Two answers are possible. The first one is that Eulex merely wanted to pre-empt possible criticism that it satisfied itself with a very limited result, without investigating the broader ramifications of the case. The second one is that the mission has changed its policy and is now determined to pursue this case without regard for political convenience. An editorial recently published by one of Kosovo’s most respected newspapers opts for the latter interpretation, and it intones a panegyric to Ratel: the ‘only one who has shaken the foundations of organized crime in Kosovo. Those who are involved in crime should be sweating as soon as they hear the name Jonathan Ratel’ (Google translation). This seems premature: this prosecutor works on this case since March 2010, and so far he has obtained the conviction of five people who had been caught by the UN police with the lancet in their hands, and has failed to find their accomplices in the institutions (the only two suspects have been acquitted).

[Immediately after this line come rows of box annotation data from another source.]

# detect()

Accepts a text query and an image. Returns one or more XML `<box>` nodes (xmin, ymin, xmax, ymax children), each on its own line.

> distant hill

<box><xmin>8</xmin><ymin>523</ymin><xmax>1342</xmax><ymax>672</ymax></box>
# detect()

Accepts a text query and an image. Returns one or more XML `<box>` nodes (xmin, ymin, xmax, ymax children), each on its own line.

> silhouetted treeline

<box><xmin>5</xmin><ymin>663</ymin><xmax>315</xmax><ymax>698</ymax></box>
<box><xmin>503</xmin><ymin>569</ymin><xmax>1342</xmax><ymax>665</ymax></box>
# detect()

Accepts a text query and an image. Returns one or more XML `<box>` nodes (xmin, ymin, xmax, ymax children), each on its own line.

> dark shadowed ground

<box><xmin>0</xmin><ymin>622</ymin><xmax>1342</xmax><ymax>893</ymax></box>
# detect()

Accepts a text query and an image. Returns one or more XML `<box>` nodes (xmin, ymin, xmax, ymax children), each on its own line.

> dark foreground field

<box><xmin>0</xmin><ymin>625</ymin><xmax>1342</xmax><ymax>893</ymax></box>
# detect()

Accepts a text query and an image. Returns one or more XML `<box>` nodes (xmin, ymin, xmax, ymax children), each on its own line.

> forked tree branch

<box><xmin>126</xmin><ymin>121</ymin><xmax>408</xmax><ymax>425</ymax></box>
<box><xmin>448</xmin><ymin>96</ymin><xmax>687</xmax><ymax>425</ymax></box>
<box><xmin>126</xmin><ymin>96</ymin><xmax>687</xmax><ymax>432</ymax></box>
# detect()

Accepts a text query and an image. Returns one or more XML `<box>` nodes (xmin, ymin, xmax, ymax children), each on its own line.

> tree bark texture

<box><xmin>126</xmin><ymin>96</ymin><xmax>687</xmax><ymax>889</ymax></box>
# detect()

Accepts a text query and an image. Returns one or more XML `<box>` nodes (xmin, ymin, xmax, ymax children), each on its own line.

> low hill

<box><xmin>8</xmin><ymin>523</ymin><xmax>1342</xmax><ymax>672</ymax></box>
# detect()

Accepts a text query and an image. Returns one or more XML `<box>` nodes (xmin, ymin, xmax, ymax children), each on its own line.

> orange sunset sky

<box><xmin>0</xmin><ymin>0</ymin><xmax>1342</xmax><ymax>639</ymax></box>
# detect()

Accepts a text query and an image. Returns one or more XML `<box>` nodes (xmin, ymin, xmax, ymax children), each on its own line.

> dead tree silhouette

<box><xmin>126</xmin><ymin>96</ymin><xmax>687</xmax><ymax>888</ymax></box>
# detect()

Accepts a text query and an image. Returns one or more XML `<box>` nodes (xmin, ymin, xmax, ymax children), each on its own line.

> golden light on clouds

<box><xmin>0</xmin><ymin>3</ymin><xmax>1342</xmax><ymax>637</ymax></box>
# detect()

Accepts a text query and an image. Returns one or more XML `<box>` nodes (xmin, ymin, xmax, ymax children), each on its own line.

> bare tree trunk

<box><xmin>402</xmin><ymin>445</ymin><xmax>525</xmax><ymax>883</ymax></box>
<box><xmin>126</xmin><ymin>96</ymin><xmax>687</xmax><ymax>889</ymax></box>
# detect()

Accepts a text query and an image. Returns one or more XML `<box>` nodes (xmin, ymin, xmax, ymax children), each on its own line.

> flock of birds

To be sure, that a second investigation has been opened is a good sign. But it does not necessarily imply that Eulex is ready to prosecute high-level crime. Since 2008, the mission has manifestly followed a policy not to encroach upon the interests of Kosovo’s élite: only some prominent indictments and convictions would prove that such policy has been abandoned. But there might not be enough time, because Eulex (or at least its executive powers) will probably last only another twelve months. Indeed, this is one element in favour of the pessimistic interpretation: Eulex may simply be trying to end on a high note, while leaving behind a domestic judicial system that is still utterly unable to confront the crimes of the élite (because it is exposed to intimidation and political interference, inefficient, and vulnerable to corruption). But if this interpretation is wrong – as it may well be – the mission should be given enough time to rid Kosovo of at least part of the élite that is blocking its economic and democratic development.